Hi everyone, I am really worried about anyone in real life reading this so am going to try and keep it vague but I really need some help. I have been on the verge of tears the last few days.
A few years ago I started a new job and quickly made a good friend in a male colleague who like me is married with children. I really can't explain it any better than that we just click and our friendship is so natural and we really just get each other. A few months ago I did Google emotional affair because when for example he was off work I really missed him but from what I read I was happy enough in that we never went for lunches or coffees or texted each other anything remotely personal etc etc.
A few nights ago we were out with work for drinks and he was telling me that he loves (Infront of other people so love in a platonic way) me & that he has never met someone who just got him the way I do etc.

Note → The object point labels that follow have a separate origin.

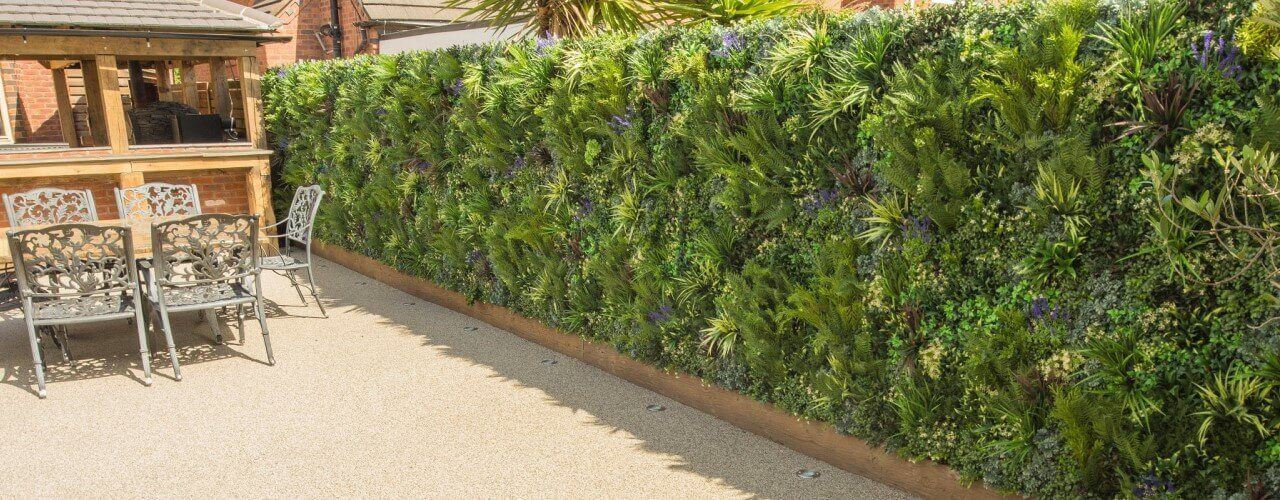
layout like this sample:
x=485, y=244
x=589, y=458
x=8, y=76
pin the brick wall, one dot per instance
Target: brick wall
x=28, y=90
x=220, y=191
x=304, y=19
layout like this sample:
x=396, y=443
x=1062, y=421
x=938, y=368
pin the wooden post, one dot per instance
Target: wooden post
x=219, y=95
x=259, y=180
x=190, y=93
x=94, y=97
x=164, y=83
x=113, y=109
x=65, y=114
x=137, y=85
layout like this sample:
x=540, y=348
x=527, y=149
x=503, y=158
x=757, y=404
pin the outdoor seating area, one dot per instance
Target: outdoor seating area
x=161, y=257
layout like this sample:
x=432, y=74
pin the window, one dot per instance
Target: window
x=7, y=129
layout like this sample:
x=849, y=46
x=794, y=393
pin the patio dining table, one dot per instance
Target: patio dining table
x=141, y=237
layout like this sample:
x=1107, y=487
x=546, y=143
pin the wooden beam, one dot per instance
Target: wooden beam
x=58, y=64
x=49, y=46
x=113, y=109
x=137, y=85
x=251, y=92
x=257, y=182
x=65, y=114
x=131, y=179
x=190, y=93
x=94, y=97
x=220, y=95
x=164, y=83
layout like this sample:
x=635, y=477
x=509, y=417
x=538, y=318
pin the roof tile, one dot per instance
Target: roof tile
x=136, y=14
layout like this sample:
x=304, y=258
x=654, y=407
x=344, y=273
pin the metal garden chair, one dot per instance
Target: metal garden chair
x=73, y=274
x=50, y=206
x=158, y=200
x=205, y=262
x=298, y=226
x=42, y=207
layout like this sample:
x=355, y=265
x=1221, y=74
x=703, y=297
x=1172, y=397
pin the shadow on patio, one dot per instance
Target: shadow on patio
x=391, y=395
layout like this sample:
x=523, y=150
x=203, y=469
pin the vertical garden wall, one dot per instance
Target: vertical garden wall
x=1032, y=242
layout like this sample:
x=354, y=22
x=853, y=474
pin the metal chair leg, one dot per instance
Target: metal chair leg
x=266, y=334
x=168, y=339
x=211, y=319
x=65, y=344
x=311, y=283
x=240, y=321
x=36, y=357
x=296, y=287
x=144, y=349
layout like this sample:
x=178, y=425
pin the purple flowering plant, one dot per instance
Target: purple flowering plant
x=516, y=166
x=818, y=200
x=544, y=42
x=585, y=209
x=730, y=42
x=659, y=316
x=621, y=123
x=1217, y=54
x=918, y=228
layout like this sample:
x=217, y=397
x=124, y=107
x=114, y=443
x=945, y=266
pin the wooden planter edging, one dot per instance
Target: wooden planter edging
x=814, y=439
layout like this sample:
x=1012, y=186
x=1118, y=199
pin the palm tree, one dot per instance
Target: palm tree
x=561, y=18
x=726, y=12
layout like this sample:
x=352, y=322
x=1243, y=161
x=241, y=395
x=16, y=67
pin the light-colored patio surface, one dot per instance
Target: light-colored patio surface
x=389, y=397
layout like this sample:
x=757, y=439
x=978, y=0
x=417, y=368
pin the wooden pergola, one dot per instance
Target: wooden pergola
x=103, y=55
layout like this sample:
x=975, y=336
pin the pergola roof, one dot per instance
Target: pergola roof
x=396, y=12
x=164, y=15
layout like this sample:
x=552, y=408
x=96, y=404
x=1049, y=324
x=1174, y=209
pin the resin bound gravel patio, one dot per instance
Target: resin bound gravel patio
x=391, y=395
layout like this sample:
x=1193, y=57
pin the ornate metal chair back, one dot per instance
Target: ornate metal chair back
x=205, y=250
x=50, y=206
x=302, y=212
x=73, y=260
x=158, y=200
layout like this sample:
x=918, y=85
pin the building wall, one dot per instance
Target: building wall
x=302, y=22
x=446, y=39
x=28, y=90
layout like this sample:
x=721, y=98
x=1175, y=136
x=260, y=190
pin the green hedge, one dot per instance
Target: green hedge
x=958, y=232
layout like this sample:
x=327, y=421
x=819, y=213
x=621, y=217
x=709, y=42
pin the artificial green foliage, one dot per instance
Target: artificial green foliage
x=1032, y=241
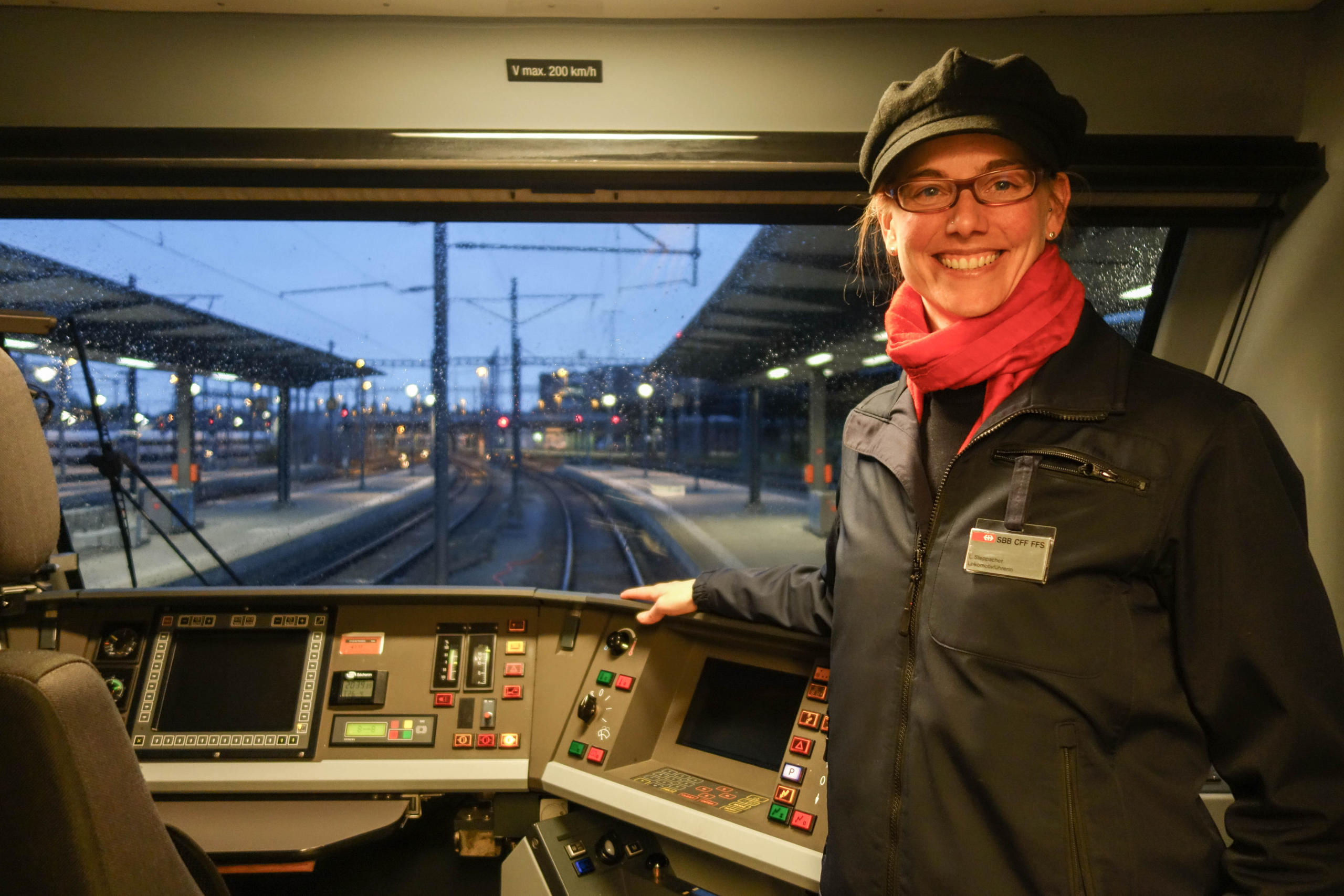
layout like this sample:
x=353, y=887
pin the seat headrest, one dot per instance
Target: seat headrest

I laughed it off and said yes I love you too and we hugged.
Later that night he was going over it to me again and I repeated yes I love you too (not in the way you would say to a partner). He then said something along the lines of no you don't understand I really do (my exact memory is hazy) I told him please don't do this you will ruin everything if you do this but he said something else and I then said i said I knew exactly what he meant and I am attracted to him. He said that nothing could ever happen and I just had to think about my children the way he did. I agreed and we left.

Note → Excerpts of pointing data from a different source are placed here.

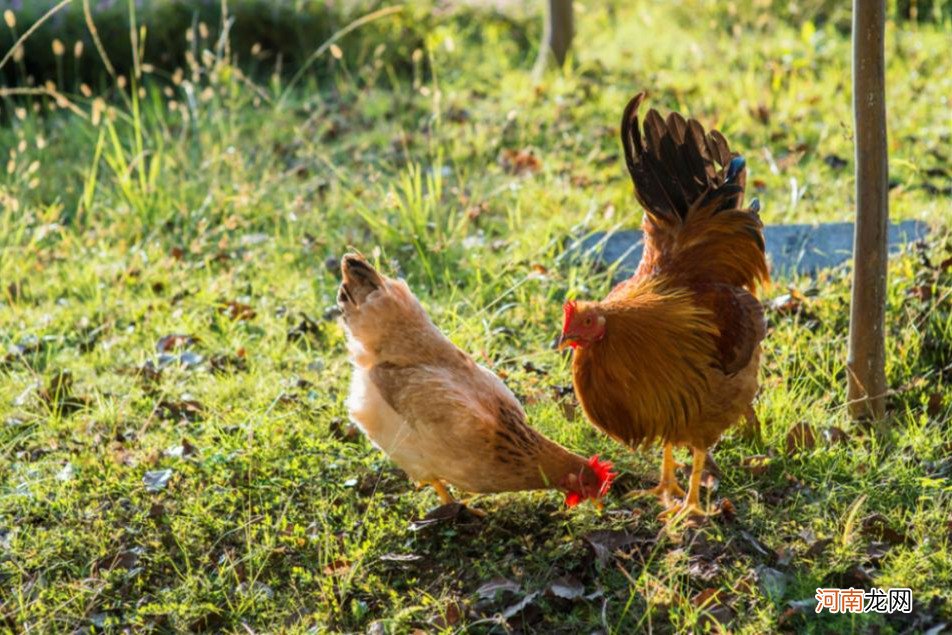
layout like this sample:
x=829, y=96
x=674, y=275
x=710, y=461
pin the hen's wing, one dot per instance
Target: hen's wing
x=465, y=407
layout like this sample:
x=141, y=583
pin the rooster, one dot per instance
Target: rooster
x=672, y=353
x=436, y=413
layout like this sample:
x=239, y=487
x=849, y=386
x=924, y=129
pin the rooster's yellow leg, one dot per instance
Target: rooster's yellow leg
x=691, y=506
x=445, y=497
x=668, y=484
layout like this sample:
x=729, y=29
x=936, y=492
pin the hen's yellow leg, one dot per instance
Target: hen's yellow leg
x=445, y=497
x=668, y=484
x=692, y=504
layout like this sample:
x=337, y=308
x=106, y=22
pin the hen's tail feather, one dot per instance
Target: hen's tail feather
x=692, y=187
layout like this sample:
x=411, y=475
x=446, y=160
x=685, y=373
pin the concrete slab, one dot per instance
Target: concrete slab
x=791, y=249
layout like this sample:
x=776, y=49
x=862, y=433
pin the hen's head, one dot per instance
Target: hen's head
x=359, y=280
x=593, y=480
x=583, y=325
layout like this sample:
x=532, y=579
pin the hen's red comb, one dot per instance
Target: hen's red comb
x=568, y=310
x=603, y=470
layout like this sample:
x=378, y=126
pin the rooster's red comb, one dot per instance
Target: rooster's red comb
x=603, y=470
x=568, y=310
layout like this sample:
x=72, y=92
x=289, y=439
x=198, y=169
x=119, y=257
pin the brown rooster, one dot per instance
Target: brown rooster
x=435, y=412
x=672, y=353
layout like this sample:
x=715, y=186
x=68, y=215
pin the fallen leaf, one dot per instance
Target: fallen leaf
x=400, y=557
x=156, y=481
x=519, y=162
x=876, y=551
x=342, y=430
x=455, y=512
x=171, y=342
x=224, y=363
x=772, y=583
x=855, y=576
x=800, y=437
x=817, y=548
x=450, y=616
x=727, y=509
x=756, y=464
x=877, y=526
x=934, y=406
x=489, y=590
x=836, y=162
x=340, y=566
x=835, y=435
x=236, y=311
x=922, y=292
x=606, y=542
x=187, y=410
x=511, y=611
x=306, y=327
x=567, y=587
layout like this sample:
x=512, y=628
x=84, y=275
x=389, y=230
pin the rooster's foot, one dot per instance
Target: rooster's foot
x=685, y=510
x=663, y=490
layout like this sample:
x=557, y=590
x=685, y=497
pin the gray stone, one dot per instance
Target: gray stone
x=791, y=249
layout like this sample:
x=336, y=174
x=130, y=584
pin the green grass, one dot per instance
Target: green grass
x=275, y=518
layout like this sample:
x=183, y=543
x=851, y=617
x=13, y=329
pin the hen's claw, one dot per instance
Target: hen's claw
x=684, y=510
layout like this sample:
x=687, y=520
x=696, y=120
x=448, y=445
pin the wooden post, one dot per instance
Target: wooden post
x=557, y=34
x=867, y=354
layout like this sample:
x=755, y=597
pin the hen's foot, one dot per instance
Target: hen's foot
x=478, y=513
x=686, y=510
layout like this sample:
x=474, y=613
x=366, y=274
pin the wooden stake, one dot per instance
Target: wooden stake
x=867, y=354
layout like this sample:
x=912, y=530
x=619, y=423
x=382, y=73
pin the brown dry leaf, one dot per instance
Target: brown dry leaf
x=340, y=566
x=235, y=310
x=817, y=548
x=877, y=526
x=756, y=464
x=567, y=587
x=727, y=509
x=303, y=329
x=834, y=435
x=519, y=162
x=186, y=410
x=171, y=342
x=923, y=292
x=934, y=406
x=800, y=437
x=451, y=615
x=787, y=304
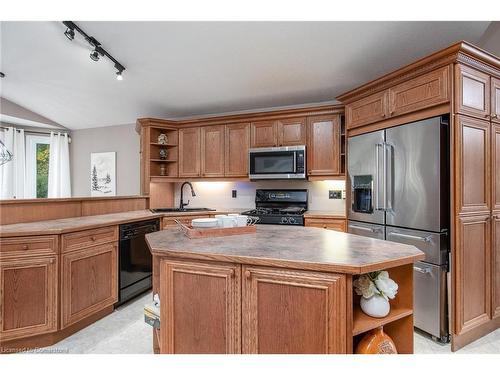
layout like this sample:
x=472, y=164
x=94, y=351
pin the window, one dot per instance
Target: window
x=37, y=165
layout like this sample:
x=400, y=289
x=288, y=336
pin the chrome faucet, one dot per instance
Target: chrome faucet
x=182, y=204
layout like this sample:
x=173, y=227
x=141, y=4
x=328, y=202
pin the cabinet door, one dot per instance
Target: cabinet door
x=473, y=270
x=495, y=99
x=28, y=297
x=212, y=151
x=89, y=282
x=421, y=92
x=473, y=164
x=189, y=152
x=292, y=132
x=294, y=312
x=264, y=134
x=323, y=155
x=367, y=110
x=473, y=92
x=200, y=308
x=495, y=248
x=237, y=143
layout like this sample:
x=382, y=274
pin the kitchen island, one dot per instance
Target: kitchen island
x=280, y=290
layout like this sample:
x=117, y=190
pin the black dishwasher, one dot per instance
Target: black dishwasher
x=135, y=259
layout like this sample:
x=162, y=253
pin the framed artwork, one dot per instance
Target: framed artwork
x=102, y=174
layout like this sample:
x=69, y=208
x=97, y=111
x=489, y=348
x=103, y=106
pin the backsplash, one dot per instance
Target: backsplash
x=218, y=194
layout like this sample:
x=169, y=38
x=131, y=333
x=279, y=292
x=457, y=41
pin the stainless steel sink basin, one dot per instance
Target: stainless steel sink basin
x=186, y=209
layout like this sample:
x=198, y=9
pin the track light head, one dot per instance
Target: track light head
x=70, y=33
x=94, y=55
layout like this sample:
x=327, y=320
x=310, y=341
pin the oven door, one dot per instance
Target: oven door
x=277, y=163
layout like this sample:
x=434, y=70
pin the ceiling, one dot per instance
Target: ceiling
x=182, y=69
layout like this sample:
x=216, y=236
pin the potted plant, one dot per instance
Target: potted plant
x=375, y=289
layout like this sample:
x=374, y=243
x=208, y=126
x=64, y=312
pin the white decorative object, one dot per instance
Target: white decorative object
x=103, y=174
x=376, y=288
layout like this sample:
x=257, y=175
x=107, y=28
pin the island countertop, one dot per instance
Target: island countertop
x=305, y=248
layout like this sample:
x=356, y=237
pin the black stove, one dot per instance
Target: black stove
x=285, y=206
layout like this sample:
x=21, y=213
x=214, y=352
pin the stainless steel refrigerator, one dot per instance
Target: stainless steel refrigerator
x=399, y=191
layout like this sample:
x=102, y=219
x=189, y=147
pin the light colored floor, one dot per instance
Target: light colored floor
x=124, y=331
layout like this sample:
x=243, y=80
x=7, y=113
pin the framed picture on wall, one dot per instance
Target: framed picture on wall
x=102, y=174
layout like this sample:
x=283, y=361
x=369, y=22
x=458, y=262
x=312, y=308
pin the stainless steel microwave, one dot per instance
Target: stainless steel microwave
x=277, y=163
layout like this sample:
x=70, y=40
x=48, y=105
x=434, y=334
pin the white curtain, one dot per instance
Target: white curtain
x=13, y=173
x=59, y=174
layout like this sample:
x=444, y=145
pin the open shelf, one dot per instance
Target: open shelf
x=363, y=323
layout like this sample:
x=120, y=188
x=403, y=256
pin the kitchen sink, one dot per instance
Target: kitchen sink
x=170, y=209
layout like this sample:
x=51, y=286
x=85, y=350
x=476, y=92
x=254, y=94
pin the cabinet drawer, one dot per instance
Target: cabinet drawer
x=33, y=245
x=333, y=224
x=170, y=221
x=87, y=238
x=421, y=92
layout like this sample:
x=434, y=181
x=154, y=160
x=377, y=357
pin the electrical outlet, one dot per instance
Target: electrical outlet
x=334, y=194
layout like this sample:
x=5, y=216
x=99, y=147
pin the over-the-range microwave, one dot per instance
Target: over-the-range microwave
x=277, y=163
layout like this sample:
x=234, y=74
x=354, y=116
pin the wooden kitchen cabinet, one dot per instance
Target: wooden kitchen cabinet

I am now so upset and about this and don't know how to handle it when I next see him. I'm angry at him and at myself for getting into it. I love my husband and I don't want to hurt either him or another persons family, if I'm honest I do really love him too it's just I don't know what that love is. While I am attracted to him I also know that nothing physical will happen with him especially if we never drink together again. At the same time part of me thinks I should distance myself as much as I can in the workplace but then equally I really don't want to lose my only other true friend. What should I do? How do I handle this?

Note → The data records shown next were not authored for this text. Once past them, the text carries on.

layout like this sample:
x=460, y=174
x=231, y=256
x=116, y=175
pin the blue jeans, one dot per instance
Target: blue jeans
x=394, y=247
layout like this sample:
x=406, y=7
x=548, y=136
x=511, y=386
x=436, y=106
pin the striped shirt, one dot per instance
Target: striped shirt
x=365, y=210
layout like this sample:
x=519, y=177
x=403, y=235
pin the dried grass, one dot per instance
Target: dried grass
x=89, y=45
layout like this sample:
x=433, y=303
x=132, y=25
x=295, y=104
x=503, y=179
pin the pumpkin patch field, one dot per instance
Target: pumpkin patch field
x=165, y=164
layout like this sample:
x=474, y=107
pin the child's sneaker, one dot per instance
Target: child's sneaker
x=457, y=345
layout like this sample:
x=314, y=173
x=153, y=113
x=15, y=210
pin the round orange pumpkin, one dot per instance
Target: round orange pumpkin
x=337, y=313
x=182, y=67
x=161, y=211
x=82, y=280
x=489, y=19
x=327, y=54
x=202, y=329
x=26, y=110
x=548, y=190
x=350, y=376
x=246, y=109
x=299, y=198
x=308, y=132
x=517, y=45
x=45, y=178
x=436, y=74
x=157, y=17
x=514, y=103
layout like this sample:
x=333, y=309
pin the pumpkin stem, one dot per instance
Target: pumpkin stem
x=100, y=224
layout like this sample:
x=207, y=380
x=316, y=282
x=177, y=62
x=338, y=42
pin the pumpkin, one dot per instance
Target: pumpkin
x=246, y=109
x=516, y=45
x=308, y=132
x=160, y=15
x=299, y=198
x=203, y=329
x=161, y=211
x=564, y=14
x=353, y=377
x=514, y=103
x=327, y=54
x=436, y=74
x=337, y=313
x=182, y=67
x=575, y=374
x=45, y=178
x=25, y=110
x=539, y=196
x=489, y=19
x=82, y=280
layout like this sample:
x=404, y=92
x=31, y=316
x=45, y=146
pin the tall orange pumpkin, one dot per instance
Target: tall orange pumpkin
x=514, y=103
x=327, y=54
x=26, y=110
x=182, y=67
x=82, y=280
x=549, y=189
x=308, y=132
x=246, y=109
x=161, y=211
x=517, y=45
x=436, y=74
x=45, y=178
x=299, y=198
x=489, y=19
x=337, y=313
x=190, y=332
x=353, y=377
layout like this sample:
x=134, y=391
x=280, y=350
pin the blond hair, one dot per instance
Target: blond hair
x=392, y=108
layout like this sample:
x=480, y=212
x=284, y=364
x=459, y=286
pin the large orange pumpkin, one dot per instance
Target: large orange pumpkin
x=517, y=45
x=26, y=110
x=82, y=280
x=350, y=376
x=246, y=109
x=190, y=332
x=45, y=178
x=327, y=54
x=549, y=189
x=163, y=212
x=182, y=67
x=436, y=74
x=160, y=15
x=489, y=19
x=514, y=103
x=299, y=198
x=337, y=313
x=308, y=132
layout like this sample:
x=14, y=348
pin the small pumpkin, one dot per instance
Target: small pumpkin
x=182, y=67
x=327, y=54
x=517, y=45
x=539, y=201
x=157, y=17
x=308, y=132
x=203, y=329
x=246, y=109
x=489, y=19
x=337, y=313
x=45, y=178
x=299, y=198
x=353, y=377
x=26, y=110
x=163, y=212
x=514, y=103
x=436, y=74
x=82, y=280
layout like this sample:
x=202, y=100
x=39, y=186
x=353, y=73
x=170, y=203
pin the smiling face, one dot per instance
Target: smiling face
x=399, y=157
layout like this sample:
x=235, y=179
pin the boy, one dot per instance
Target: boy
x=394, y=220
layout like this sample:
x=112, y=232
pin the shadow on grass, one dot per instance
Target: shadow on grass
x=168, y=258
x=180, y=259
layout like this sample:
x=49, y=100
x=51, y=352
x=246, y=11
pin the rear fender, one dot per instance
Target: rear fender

I'm thinking of apologising for my side of the conversation (I was the person who actually mentioned physical attraction first) and just say that I am finding it difficult to just sort out my feelings but agree that it must never happen again and go back to normal. The other option is to just pretend it never happened but then that brushes it under carpet and it'll always be there like an elephant in the room.
Thanks for any advice I feel so awful this whole can of worms had been opened and for my feelings.